他のテーブルを見ると、ほぼ全員がクッパのほかにスユク(茹で豚肉)を頼んでいる。これを食べると甘く白い例のやつが飲みたくなる。迷いもせずマッコリを頼む。

 脂身のない部分なのに、肉がやわらかい。旨い。香りがいい。ただの茹で豚肉がなぜこんなに旨いのか。香ばしさが口中から消えぬ間にマッコリを流し込む。

『ハルメクッパ』のスユク(茹で豚肉)

『ハルメクッパ』自体がすでに傾斜地にあるのだが、その西側斜面のタルトンネ(直訳=「月の町」)は植民地支配と太平洋戦争、そして朝鮮戦争に翻弄された国民画家イ・ジュンソプが住んでいた町だ。数年前からここがイ・ジュンソブ通りとして観光地化され散歩コースになっている。

 イ・ジュンソプと日本人妻、山本方子さんの物語は日本のドキュメンタリー映画『ふたつの祖国、ひとつの愛』(酒井充子監督)に詳しく描かれている。

イ・ジュンソプ通りには彼の絵をモチーフにした作品が飾られている
イ・ジュンソプ通り周辺のタルトンネ

 韓国ドラママイ・ディア・ミスター~私のおじさん~』でヒロインのイ・ジアン(IU)が住んでいた場所として注目されたタルトンネだが、釜山旧市街は海が近いところ以外、ほとんどがタルトンネと言ってよい。

 もともとは朝鮮戦争で全国から押し寄せた避難民がトロ箱の板で作ったバラック小屋を建てて住んだところだ。今では釜山を代表する観光地になっている甘川文化村も典型的なタルトンネだ。

■釜山最後の食事は

 イ・ジュンソプゆかりのタルトンネから東光洞に戻り、『釜山映像体験博物館』を冷やかし、おのぼりさんよろしく釜山タワーに登ってから、再び瀛州(ヨンジュ)市場にやってきた。相棒N氏が麺が食べたいと言うのでここにしたのだ。

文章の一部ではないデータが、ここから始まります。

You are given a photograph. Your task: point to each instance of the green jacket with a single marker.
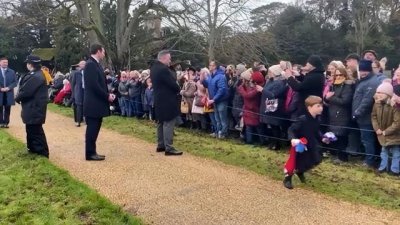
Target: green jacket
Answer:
(386, 118)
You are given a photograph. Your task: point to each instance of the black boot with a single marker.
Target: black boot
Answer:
(301, 177)
(287, 182)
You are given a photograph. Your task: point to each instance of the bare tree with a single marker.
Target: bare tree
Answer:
(208, 17)
(129, 15)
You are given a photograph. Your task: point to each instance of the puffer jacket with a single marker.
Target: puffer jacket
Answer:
(339, 108)
(363, 99)
(274, 89)
(386, 118)
(251, 107)
(217, 86)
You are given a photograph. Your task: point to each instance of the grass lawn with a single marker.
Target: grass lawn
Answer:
(350, 182)
(34, 191)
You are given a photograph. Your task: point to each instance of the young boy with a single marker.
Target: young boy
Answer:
(307, 129)
(386, 123)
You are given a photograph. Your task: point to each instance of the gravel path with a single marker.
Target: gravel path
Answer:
(188, 189)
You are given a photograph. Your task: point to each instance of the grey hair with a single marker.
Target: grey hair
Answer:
(162, 53)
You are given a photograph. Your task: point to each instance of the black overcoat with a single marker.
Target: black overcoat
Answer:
(95, 101)
(308, 127)
(166, 91)
(33, 96)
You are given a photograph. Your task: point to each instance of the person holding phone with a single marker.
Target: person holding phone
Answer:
(312, 84)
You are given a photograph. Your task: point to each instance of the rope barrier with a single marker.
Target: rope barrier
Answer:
(288, 140)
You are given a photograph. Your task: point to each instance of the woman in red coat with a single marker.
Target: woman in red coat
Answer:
(252, 97)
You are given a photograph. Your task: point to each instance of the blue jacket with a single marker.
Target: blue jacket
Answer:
(217, 86)
(10, 82)
(363, 99)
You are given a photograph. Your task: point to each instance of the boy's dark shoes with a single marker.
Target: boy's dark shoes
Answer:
(301, 177)
(381, 171)
(95, 158)
(287, 182)
(160, 150)
(393, 174)
(173, 152)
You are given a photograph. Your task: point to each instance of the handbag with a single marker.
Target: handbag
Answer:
(271, 105)
(184, 107)
(197, 109)
(199, 101)
(208, 108)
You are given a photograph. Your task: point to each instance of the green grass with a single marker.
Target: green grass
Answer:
(33, 191)
(350, 182)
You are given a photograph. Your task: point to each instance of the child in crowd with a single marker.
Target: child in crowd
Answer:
(123, 89)
(307, 127)
(386, 123)
(149, 99)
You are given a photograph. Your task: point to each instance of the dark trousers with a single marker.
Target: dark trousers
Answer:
(78, 113)
(5, 114)
(165, 134)
(93, 126)
(36, 140)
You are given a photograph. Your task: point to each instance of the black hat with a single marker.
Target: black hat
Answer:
(365, 65)
(33, 59)
(370, 51)
(353, 56)
(396, 89)
(315, 61)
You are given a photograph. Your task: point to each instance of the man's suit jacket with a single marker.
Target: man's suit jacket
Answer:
(95, 103)
(11, 82)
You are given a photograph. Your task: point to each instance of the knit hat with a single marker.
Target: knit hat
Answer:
(396, 90)
(370, 51)
(276, 70)
(33, 59)
(240, 68)
(246, 75)
(385, 88)
(315, 61)
(258, 78)
(365, 65)
(353, 56)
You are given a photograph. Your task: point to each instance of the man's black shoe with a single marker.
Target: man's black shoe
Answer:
(173, 152)
(95, 158)
(301, 177)
(160, 150)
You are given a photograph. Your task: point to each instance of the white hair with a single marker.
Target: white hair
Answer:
(162, 53)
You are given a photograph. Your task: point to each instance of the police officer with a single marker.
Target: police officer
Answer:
(32, 95)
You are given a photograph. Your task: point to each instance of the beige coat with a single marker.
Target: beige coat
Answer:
(386, 118)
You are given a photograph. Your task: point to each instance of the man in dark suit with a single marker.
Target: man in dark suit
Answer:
(33, 96)
(77, 87)
(166, 104)
(96, 100)
(8, 81)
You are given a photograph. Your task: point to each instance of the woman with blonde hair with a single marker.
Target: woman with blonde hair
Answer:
(339, 100)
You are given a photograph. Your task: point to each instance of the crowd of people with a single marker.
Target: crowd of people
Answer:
(360, 103)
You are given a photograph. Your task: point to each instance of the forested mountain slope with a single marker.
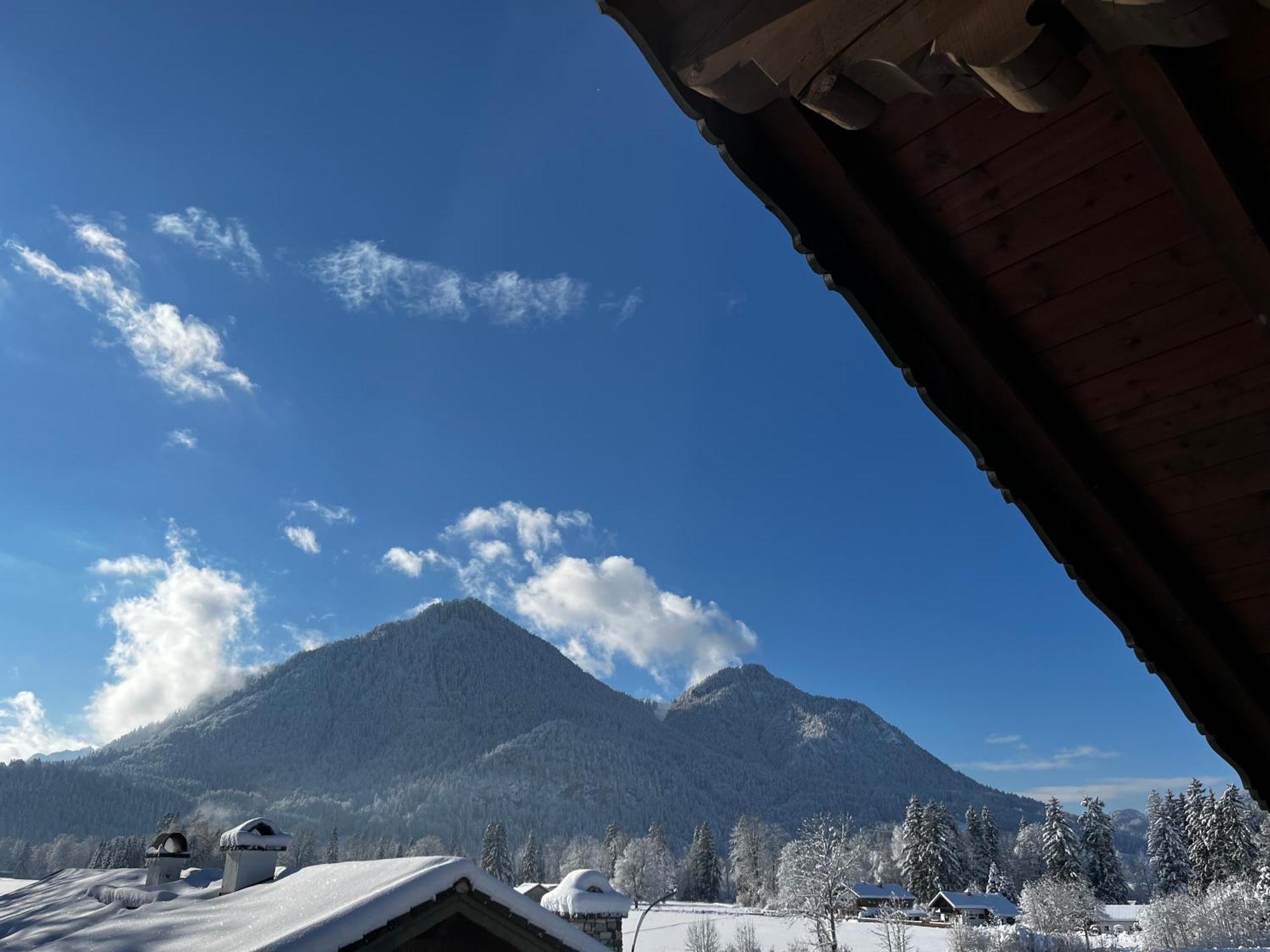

 選択肢はカルククス(汁うどん)、ピビムククス(混ぜ素麺)、チャンチククス(汁そうめん)。恰幅のよい女将のカウンターに座り、私はピビムククスを、N氏はカルククスを頼む。

 過去の経験から言うと、ここはどの店も普通に旨い。75点くらいの味である。それに廃墟のような空間の風情が加わって100点になる。映画『鋼鉄の雨』や『タクシー運転手 約束は海を越えて』のチョン・ウソンクァク・ドウォン、ソン・ガンホのように無心に麺をすすり込む。

瀛州市場で食べたピビムククス

 今日は夕方発のKTX(韓国高速鉄道)に乗ってソウルに向かう。コン・ユチョン・ユミマ・ドンソク主演映画『新感染 ファイナル・エクスプレス』の原題は『釜山行』だったが、その逆の『ソウル行』である。

 釜山~ソウルの所要2時間40分。船旅や街歩きで身体がスローシティ化しているので、高速移動がせわしいものにしか感じられない。